The inaudible signal that measures who's listening
Published by Joseph SARDIN, on
Summary
- An inaudible audio watermark is embedded in TV and radio broadcasts
- It carries the channel ID, date, and time of transmission
- Three rival systems share the global market: Nielsen PPM, Kantar SNAP, MΓ©diamΓ©trie
- Each one picks a different frequency band and a different encoding trick
- The same technology has been quietly repurposed by advertisers to track phones
Turn on your radio. Right now, somewhere in the audio coming out of the speaker, a signal just slipped past. You didn't hear it, and neither did anyone else in the room. But it was there, sitting at the edge of human hearing, carrying three very specific pieces of information : the station's identifier, the date, and the exact time. This signal has a name. It's called audio watermarking. And at this very moment, it's riding inside millions of radio and television streams all over the world.
Why mark the sound itself
The reason this technology exists comes down to a very practical headache. For decades, measuring audiences meant plugging a meter into the back of a TV set and tracking channel changes. Then came cable, satellite, DSL, fiber, every kind of cable box, streaming platforms, replay services. Every new delivery method forced a new adaptation. It became unmanageable.

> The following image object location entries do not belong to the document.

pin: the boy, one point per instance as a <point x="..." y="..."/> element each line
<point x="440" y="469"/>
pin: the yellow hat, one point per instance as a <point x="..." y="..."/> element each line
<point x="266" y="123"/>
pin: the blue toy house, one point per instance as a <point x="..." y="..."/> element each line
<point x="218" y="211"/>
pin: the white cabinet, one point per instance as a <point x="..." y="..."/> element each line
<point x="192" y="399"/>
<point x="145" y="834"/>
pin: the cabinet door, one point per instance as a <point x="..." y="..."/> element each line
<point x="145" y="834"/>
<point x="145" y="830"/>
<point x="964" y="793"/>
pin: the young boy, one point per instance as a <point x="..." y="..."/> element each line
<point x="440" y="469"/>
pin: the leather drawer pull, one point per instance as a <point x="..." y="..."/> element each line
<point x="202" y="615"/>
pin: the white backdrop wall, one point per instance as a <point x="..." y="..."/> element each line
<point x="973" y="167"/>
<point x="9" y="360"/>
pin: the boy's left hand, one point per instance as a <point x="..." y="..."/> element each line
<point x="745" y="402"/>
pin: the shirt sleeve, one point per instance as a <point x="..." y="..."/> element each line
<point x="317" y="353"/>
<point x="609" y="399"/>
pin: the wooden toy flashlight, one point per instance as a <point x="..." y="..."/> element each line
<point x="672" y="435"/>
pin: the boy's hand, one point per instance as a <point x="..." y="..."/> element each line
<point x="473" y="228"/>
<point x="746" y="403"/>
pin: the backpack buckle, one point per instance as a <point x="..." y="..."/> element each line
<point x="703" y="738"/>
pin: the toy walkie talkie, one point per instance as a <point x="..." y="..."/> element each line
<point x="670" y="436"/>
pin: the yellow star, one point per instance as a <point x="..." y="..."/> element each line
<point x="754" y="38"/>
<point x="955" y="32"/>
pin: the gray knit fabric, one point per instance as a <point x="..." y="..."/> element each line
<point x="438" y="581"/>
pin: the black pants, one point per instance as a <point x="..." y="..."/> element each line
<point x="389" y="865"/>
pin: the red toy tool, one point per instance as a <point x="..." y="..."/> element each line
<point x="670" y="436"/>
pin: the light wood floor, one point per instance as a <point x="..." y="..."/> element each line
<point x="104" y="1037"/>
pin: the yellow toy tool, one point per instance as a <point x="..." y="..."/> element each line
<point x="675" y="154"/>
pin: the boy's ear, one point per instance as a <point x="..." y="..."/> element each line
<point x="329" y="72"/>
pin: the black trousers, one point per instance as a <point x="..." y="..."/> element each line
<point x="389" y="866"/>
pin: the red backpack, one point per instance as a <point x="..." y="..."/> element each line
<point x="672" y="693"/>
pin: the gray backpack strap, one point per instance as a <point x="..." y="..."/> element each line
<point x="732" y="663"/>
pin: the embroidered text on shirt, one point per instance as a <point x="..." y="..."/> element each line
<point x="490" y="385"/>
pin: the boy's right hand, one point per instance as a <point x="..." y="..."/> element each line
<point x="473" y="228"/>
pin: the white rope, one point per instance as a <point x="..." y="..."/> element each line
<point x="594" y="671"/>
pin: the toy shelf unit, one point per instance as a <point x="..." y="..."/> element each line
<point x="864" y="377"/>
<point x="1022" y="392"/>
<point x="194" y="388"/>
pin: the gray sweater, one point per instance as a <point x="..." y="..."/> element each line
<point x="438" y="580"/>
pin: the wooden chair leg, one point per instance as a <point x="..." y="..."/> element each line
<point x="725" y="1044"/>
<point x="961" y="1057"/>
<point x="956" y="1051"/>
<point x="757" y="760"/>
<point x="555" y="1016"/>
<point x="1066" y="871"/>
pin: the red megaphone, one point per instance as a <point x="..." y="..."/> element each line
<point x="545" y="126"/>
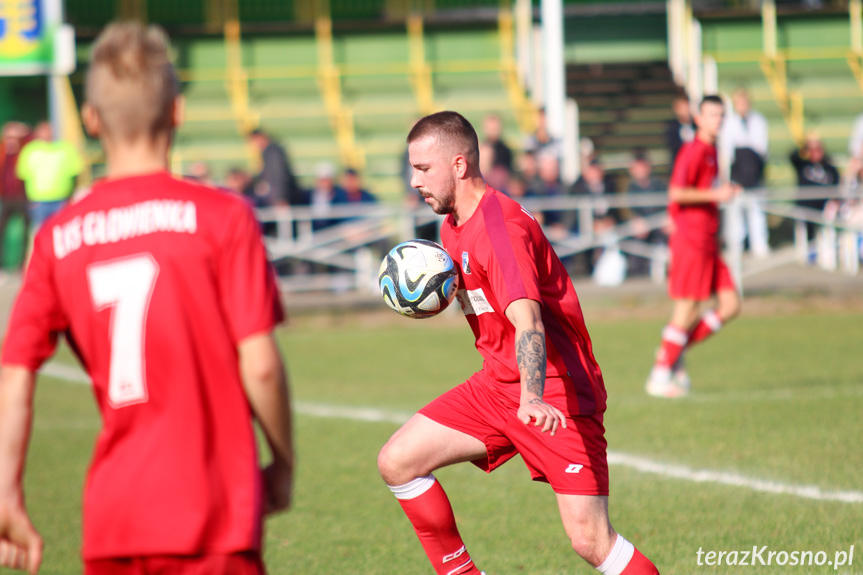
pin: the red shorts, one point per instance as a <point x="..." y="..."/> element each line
<point x="573" y="461"/>
<point x="696" y="272"/>
<point x="246" y="563"/>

The clever idea was to mark the audio itself. If every channel embeds a unique signature directly in its sound, then a microphone in the room can figure out what's coming out of the speaker, no matter how it got there. That's the whole principle of audio watermarking.

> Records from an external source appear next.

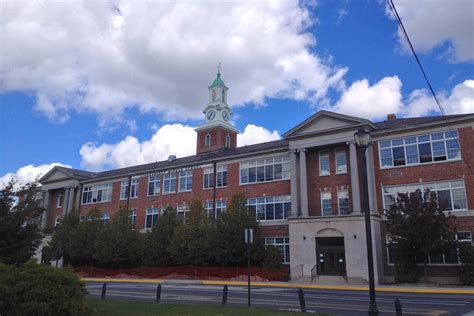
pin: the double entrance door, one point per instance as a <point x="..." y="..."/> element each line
<point x="330" y="256"/>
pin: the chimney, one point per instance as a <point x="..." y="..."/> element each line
<point x="391" y="117"/>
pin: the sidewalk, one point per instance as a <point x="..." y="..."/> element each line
<point x="381" y="288"/>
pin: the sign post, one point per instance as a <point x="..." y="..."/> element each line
<point x="248" y="241"/>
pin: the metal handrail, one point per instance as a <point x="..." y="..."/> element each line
<point x="294" y="270"/>
<point x="314" y="272"/>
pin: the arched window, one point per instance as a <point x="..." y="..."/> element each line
<point x="207" y="140"/>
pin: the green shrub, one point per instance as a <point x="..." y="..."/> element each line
<point x="466" y="252"/>
<point x="33" y="289"/>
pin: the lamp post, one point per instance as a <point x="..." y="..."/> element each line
<point x="362" y="139"/>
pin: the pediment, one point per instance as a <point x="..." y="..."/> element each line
<point x="324" y="121"/>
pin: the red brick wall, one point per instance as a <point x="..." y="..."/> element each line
<point x="332" y="182"/>
<point x="143" y="202"/>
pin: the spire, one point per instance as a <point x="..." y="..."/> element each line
<point x="218" y="81"/>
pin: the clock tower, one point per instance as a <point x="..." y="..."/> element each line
<point x="217" y="132"/>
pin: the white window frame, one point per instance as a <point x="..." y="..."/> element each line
<point x="105" y="190"/>
<point x="168" y="179"/>
<point x="340" y="152"/>
<point x="284" y="244"/>
<point x="60" y="201"/>
<point x="323" y="197"/>
<point x="283" y="161"/>
<point x="156" y="180"/>
<point x="260" y="204"/>
<point x="186" y="177"/>
<point x="324" y="154"/>
<point x="208" y="177"/>
<point x="445" y="137"/>
<point x="340" y="196"/>
<point x="154" y="213"/>
<point x="221" y="176"/>
<point x="433" y="186"/>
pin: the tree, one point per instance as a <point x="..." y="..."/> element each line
<point x="117" y="243"/>
<point x="20" y="231"/>
<point x="229" y="243"/>
<point x="418" y="227"/>
<point x="156" y="246"/>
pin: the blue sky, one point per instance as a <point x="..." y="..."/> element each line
<point x="99" y="86"/>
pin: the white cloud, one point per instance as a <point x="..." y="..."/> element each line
<point x="28" y="173"/>
<point x="176" y="139"/>
<point x="256" y="134"/>
<point x="432" y="23"/>
<point x="385" y="97"/>
<point x="373" y="102"/>
<point x="103" y="57"/>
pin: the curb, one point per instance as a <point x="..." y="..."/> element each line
<point x="287" y="285"/>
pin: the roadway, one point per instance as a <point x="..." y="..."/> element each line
<point x="337" y="302"/>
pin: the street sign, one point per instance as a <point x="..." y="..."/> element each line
<point x="248" y="235"/>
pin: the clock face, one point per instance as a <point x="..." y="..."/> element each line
<point x="225" y="115"/>
<point x="211" y="115"/>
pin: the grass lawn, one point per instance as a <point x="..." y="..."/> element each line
<point x="123" y="308"/>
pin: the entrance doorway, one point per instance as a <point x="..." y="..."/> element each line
<point x="330" y="256"/>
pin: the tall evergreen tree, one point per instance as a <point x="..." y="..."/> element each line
<point x="20" y="230"/>
<point x="419" y="228"/>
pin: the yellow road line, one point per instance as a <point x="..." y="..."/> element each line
<point x="153" y="281"/>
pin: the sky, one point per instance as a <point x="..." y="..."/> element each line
<point x="97" y="85"/>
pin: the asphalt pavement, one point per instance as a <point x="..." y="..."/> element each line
<point x="336" y="302"/>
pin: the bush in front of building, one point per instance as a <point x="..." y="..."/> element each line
<point x="466" y="254"/>
<point x="32" y="289"/>
<point x="419" y="228"/>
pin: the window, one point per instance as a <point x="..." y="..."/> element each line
<point x="105" y="217"/>
<point x="221" y="176"/>
<point x="263" y="170"/>
<point x="343" y="202"/>
<point x="451" y="256"/>
<point x="186" y="181"/>
<point x="326" y="204"/>
<point x="270" y="208"/>
<point x="221" y="206"/>
<point x="453" y="193"/>
<point x="324" y="168"/>
<point x="341" y="161"/>
<point x="207" y="140"/>
<point x="154" y="185"/>
<point x="181" y="211"/>
<point x="60" y="200"/>
<point x="420" y="149"/>
<point x="96" y="194"/>
<point x="208" y="177"/>
<point x="151" y="217"/>
<point x="124" y="189"/>
<point x="133" y="216"/>
<point x="169" y="183"/>
<point x="283" y="244"/>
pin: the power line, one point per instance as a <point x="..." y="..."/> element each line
<point x="441" y="109"/>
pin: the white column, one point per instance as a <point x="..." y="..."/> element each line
<point x="371" y="178"/>
<point x="293" y="183"/>
<point x="355" y="189"/>
<point x="46" y="206"/>
<point x="303" y="183"/>
<point x="65" y="201"/>
<point x="70" y="200"/>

Three players, three philosophies
Today, three big companies share the global market, and what's revealing is that they've each made very different technical bets.

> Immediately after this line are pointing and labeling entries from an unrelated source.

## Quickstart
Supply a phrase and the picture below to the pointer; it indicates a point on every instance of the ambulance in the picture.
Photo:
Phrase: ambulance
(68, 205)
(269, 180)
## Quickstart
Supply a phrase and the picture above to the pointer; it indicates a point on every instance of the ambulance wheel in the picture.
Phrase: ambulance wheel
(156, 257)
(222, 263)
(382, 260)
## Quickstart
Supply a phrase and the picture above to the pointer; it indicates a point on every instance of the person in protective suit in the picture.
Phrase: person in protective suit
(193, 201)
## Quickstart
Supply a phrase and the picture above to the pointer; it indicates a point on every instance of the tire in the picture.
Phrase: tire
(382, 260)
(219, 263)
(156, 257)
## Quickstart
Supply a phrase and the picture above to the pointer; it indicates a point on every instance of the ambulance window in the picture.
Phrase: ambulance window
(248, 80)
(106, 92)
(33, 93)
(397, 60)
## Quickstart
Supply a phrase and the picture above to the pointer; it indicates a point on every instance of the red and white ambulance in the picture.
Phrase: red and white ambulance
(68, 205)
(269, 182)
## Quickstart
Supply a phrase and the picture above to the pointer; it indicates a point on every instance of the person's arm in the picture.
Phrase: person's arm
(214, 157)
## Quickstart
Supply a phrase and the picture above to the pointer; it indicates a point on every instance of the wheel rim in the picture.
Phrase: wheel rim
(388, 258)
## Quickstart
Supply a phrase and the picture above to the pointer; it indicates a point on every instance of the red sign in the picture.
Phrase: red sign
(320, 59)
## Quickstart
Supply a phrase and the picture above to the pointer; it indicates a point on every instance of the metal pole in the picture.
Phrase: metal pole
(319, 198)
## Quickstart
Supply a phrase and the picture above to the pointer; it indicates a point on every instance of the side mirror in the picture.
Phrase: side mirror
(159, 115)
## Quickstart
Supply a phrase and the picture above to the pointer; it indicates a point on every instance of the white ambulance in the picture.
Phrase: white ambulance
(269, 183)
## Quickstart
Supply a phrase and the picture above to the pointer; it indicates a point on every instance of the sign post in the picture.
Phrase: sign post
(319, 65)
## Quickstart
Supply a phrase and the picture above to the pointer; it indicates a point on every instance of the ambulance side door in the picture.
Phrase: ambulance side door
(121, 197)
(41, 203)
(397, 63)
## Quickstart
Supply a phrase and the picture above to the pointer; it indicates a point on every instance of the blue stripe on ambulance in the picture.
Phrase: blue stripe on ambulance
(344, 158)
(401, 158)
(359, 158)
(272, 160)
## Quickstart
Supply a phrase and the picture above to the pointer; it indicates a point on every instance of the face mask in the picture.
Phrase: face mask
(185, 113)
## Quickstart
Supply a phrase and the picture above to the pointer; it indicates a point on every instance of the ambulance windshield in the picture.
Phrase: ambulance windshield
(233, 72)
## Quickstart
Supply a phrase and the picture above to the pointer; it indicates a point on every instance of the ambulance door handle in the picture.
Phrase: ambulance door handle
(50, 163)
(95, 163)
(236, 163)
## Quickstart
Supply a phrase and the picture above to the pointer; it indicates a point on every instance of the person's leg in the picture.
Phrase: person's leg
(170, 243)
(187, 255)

In the United States, Nielsen Audio runs the most familiar system : the Portable People Meter, or PPM. Originally developed by Arbitron starting in 1992, then acquired by Nielsen in 2013, the PPM has been deployed across the top 48 radio markets in the country since 2007. The encoding sits in the 1 to 3 kHz band, smack in the middle of the audible range. Instead of placing the signal above human hearing, Nielsen tucks it under the masking threshold of the human ear : a louder sound hides quieter sounds nearby, so the watermark slips into that perceptual blind spot. The modulation looks something like multi-band frequency-shift keying, with brief tone bursts scattered across the speech-frequency spectrum.
In France, MΓ©diamΓ©trie went the opposite direction back in 2008. Their proprietary signal sits high in the spectrum, somewhere between 18 and 22 kHz, just above the hearing threshold of most adults whose high-frequency sensitivity drops with age, but still well within the bandwidth of standard electret microphones. Too high to be heard, too low to be a true ultrasound the way I described it in my piece on infrasound and inaudible waves. The same MΓ©diamΓ©trie technology has since been exported to Morocco, India (where it powers the world's largest TV panel with 33,000 households), and Norway through a partnership with Kantar.
Kantar Media, the third player, is British-based with a global footprint. Their two proprietary systems are called SNAP and INK. SNAP relies on phase modulation, yet another approach. The technology was selected by SMPTE for standardization in 2017 and is now used by the BBC, by NRJ Audio in France for online content, and is even built natively into AWS Elemental MediaConvert for cloud streaming workflows. More than 2,200 channels worldwide carry a Kantar watermark.
Three companies, three different frequency bands, three different modulation schemes. Audio watermarking isn't a single recipe. It's a family of solutions all wrestling with the same impossible compromise between inaudibility, robustness against compression, and how much data you can squeeze through the channel.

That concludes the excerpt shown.